Aumento dei salari, riforma fiscale e lotta alla precarietà. Sono queste le tre priorità su cui la Cgil intende battersi nelle prossime settimane, a partire appunto dal “rinnovo dei contratti nazionali che adesso riguardano 12 milioni di lavoratori”, secondo quanto enunciato oggi (martedì 13 febbraio) dal segretario generale Maurizio Landini in un’intervista al Fatto Quotidiano.

Salari e fisco

“Le imprese dovranno mettere mano al portafogli, la proposta del governo di aumenti del 5% non è sufficiente. Occorre recuperare la perdita dell'inflazione che, dati dell’esecutivo, per il periodo 2022-2024 equivale al 17%”, dice il leader Cgil, rimarcando che anche la Banca d'Italia evidenzia “la secca perdita del potere d’acquisto dei lavoratori e la necessità, di fronte all'aumento dei profitti, di un recupero dei salari. Aumento che è anche una condizione per sostenere i consumi”.

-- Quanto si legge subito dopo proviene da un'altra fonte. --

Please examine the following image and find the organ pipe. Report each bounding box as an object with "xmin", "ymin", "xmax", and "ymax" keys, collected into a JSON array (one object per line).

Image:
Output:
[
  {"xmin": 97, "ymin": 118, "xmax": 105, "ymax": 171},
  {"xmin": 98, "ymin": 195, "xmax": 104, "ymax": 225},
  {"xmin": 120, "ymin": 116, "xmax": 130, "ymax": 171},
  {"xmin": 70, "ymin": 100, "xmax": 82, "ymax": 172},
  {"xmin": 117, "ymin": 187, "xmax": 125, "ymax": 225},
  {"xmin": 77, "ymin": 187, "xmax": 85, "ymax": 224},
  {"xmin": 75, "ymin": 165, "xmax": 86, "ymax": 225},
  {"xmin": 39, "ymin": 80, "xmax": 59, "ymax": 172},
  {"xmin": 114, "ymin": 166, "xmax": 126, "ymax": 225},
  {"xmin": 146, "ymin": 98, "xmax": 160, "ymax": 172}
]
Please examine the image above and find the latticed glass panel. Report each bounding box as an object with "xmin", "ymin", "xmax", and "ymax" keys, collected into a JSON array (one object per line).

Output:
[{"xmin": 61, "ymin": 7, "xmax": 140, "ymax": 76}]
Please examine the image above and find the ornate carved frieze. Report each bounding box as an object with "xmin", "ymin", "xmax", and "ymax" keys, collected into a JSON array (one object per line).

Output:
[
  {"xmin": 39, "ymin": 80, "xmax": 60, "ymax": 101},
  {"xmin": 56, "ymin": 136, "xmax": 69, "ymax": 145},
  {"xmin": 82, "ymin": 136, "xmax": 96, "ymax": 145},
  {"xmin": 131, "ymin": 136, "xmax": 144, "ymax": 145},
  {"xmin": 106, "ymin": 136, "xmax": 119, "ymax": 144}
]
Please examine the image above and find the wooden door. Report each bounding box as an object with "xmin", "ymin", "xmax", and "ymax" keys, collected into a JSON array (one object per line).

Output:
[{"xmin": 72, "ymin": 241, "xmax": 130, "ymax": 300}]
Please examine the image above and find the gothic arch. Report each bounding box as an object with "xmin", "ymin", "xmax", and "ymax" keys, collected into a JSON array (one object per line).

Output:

Il secondo obiettivo della Cgil è la riforma fiscale, che però dovrebbe essere “di segno contrario alla legge delega votata dal Parlamento”. Per Landini si tratta “di sostenere il lavoro attraverso la lotta all'evasione e intervenire sui sistemi di tassazione: in Italia rendita finanziaria e immobiliare sono tassate meno dei salari e delle pensioni”.

Precarietà e salario minimo

La lotta alla precarietà è il terzo fronte d’azione. “Occorre cancellare forme di lavoro assurde, incentivare la stabilizzazione, rimettere in discussione il sistema folle di appalti e subappalti”, sottolinea Landini, sollecitando anche “un cambiamento del quadro legislativo sul lavoro a partire da una legge sulla rappresentanza e sul valore generale dei contratti nazionali”.

In realtà c’è anche una quarta priorità: il salario minimo. Per Landini è necessario “introdurre il salario orario minimo insieme alla legge sulla rappresentanza. Il governo finora ha fatto il contrario, facendo approvare dal Parlamento una legge delega che introduce di nuovo la logica delle gabbie salariali”.

Tutti obiettivi che la Cgil intende raggiungere “utilizzando diversi strumenti: l'azione contrattuale, il contenzioso giuridico, leggi di iniziativa popolare ma anche referendum abrogativi. Discuteremo al nostro interno nelle prossime settimane, e anche con il mondo associativo, qual è la strada più adatta”.

Stellantis e politiche industriali

“Siamo nel pieno di una trasformazione digitale e climatica, il mercato non può gestire da solo questi processi: il rischio è la perdita di decine di migliaia di posti di lavoro”, rileva il segretario generale, ricordando che “paghiamo l’assenza di politiche industriali da almeno vent’anni”. Per Landini “serve nei settori strategici l'intervento diretto dello Stato, e siccome le più grandi imprese sono pubbliche c'è bisogno di fare sistema”.

L’intervento dello Stato sarebbe opportuno anche per Stellantis. “Fiom e Cgil l'hanno chiesto già nella crisi del 2010, come avviene alla Volkswagen, Renault o Stellantis lato francese”, rammenta il dirigente sindacale: “L'abbiamo ripetuto nel 2020 quando Fca chiese un prestito al governo. I sindacati metalmeccanici, unitariamente, hanno chiesto a Stellantis e governo un tavolo per garantire la produzione in Italia, e noi li sosteniamo. Le responsabilità non le hanno i lavoratori, ma chi ha i soldi, chi ha governato e aveva le leve per intervenire”.

La pace giusta

Per Landini sono “condivisibili e molto importanti” le recenti prese di posizione di molti artisti sulle guerre in corso. “Stiamo lavorando, insieme ad Assisi pace giusta ed Europe for peace, perché il 24 febbraio ci siano manifestazioni in tutte le province”, conclude il segretario generale Cgil: “È tempo di dire cessate il fuoco e basta con la guerra, e tutti dovrebbero capire che occorre prendere parte”.